#1
|
|||
|
|||
Mystery part.....
... at least it's a mystery to me.....
Appears in both a cab 13 with no hatch and a cab 11 Ford..... Looks like a finger hold to match the Geez handle on the floor..... Any idea what it was for.....? Bob C.
__________________
Bob Carriere....B.T.B C15a Cab 11 Hammond, Ontario Canada |
#2
|
|||
|
|||
Your photos aren't the clearest Bob, but usually the post-service turn signal lever arm arrangement mounted in that vicinity. That kind of looks like the bracket the lever mounted to.
|
#3
|
|||
|
|||
Sorry for the poor pics....
... they were enlargements...cropped and resized....

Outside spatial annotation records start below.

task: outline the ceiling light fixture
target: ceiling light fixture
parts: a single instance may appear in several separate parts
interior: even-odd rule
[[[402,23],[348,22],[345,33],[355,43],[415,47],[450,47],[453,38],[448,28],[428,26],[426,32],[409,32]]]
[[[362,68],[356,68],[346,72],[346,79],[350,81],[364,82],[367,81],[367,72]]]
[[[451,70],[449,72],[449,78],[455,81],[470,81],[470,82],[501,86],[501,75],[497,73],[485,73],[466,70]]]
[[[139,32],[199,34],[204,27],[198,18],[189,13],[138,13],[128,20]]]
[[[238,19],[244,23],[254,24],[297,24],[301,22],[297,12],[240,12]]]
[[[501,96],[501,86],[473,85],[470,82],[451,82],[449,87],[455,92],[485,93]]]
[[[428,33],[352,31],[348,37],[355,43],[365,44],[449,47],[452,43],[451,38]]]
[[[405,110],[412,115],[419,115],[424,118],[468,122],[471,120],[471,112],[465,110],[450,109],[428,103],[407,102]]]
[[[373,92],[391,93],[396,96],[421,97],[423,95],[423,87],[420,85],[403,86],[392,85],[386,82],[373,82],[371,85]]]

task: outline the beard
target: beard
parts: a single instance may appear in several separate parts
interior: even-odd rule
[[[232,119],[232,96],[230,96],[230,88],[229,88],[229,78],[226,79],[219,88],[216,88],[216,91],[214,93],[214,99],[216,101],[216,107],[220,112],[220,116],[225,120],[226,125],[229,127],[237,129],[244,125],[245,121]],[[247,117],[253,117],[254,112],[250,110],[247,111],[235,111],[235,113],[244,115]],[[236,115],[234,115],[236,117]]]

But you are correct....... weird contraption but no doubt a post was civvy adaptation...... made necessary by cold Canadian Winter which resulted in plywood framed side door windows that did not open.... hand signals were impossible. I would like to say these trucks are behind my barn but that is not so...... Bob
__________________
Bob Carriere....B.T.B C15a Cab 11 Hammond, Ontario Canada |
#4
|
|||
|
|||
It wasn't the plywood windows that were the problem, it was that the hand signals would be coming from the left side window, while the rest of the modern civilized world was using the right window. When I was posted to Saskatchewan, the older club members told me it was regulation that the left hand drive vehicles were equipped with the signal flap off the right side. It was controlled by a roof mounted lever mounted to brackets similar to what you have shown.